Yesterday was a fabulous day! My weight was down, of course. My workout with Vicky was really great. She challenged me with some increased weights, and noticed that my squat form was much improved. I have been working on that more than anything, probably. She is very encouraging, but also doesn’t really allow for excuses. If I say something is hard, or I couldn’t/didn’t do such and such this week, she always has another suggestion about how it could be done differently, or how its really not that much time. For me, this was a really great investment. To add to this, my food has been spot-on for several days. VERY encouraging.
But I wanted to write about some of the dark thoughts I’ve had in just the last week. When I came back from that trip and had eaten too much of the wrong thing, I had the ‘Awakenings’ thought again–that everything I was going to go back to the way it was before–morbidly obese and sedentary. I was thinking, what’s the use, working out so hard. Its embarrassing to fail week after week. But then I thought about that movie, and how the Robin Williams doctor character kept working frantically to find a cure for the people. So I translated that to me and Vicky working furiously to try to find a ‘cure’ for what ails me. (BTW, if you haven’t watched this movie, you must. Its really a great movie.)

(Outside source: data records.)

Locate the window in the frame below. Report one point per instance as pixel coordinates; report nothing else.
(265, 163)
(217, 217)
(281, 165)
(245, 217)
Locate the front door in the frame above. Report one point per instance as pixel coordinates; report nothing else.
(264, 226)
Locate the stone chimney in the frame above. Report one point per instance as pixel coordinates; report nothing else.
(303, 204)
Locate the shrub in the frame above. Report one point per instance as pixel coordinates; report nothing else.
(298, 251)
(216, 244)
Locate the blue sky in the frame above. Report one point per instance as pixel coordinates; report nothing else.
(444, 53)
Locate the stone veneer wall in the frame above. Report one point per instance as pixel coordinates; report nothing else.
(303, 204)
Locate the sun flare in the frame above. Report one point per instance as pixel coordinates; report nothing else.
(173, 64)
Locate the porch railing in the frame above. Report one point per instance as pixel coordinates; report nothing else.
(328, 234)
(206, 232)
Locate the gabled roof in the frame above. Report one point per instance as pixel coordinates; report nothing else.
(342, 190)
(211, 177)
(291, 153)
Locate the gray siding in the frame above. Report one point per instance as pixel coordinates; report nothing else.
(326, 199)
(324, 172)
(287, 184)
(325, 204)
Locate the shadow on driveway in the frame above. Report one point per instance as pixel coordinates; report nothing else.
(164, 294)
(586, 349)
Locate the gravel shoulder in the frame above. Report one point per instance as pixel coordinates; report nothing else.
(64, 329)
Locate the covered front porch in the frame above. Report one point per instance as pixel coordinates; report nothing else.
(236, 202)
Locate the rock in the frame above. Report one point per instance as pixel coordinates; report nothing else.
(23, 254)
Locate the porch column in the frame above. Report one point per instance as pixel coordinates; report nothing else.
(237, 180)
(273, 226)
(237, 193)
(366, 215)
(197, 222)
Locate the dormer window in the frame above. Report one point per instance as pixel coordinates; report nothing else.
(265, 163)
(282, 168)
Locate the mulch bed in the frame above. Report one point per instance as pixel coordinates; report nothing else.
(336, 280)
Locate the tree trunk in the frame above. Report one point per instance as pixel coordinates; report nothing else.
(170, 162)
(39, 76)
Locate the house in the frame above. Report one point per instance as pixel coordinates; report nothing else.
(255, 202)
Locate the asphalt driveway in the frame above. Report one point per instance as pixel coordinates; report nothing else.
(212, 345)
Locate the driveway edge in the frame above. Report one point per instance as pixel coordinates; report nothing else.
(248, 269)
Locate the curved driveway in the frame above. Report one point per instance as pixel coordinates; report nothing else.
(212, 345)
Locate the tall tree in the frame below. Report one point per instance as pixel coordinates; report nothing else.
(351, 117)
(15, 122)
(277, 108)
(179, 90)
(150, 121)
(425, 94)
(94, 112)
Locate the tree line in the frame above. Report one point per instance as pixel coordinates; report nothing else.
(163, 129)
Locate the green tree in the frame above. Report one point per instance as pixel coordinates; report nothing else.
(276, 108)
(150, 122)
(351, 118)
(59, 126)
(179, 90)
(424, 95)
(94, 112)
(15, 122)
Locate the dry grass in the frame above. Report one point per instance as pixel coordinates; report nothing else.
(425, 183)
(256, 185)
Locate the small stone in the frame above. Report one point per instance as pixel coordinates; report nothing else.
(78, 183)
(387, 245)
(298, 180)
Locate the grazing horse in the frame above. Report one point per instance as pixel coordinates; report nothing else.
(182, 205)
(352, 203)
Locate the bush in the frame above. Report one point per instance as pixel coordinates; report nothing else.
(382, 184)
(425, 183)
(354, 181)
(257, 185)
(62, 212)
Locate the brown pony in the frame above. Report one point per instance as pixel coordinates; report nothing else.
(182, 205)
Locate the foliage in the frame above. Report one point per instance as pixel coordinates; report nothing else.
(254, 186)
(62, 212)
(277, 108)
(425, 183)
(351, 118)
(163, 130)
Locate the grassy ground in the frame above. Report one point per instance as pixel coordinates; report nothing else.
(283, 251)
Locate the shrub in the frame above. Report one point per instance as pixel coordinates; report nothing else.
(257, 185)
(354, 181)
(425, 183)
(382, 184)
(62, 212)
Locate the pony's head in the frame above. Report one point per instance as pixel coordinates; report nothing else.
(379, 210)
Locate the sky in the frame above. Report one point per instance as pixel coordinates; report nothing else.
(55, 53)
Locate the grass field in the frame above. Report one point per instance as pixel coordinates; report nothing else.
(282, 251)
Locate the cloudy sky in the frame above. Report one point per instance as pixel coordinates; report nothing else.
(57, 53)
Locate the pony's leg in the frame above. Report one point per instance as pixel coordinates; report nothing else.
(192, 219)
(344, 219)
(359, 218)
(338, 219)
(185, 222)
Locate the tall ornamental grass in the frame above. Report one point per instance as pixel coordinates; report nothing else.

Then, just Monday night, on my way out to the car after work, I had a thought that was more than a thought–it was like a deep feeling, if you know what I mean. And it was, ‘who do you think you are? you are a 54 year OLD woman. its ridiculous for you to be trying to work out and build muscles. you will never look like those young firm girls. you look like a fool.’ Lots of times I refer to myself as older, and talk about being older, but when I do that, its usually just an intellectual reminder to myself, because most of the time I just don’t think of myself as being old. But this was different.
I don’t know why I want to mention those bad thoughts. Mostly, I guess, for myself. To remind me that they come along, and yet I am still here. Trying to eat better, trying to fit exercise into my day. (I just did 2 tabata intervals because the day was busy and hot and I didn’t get any exercise in before 7pm.) Really, for the most part, having more successful days than ‘bad’ days.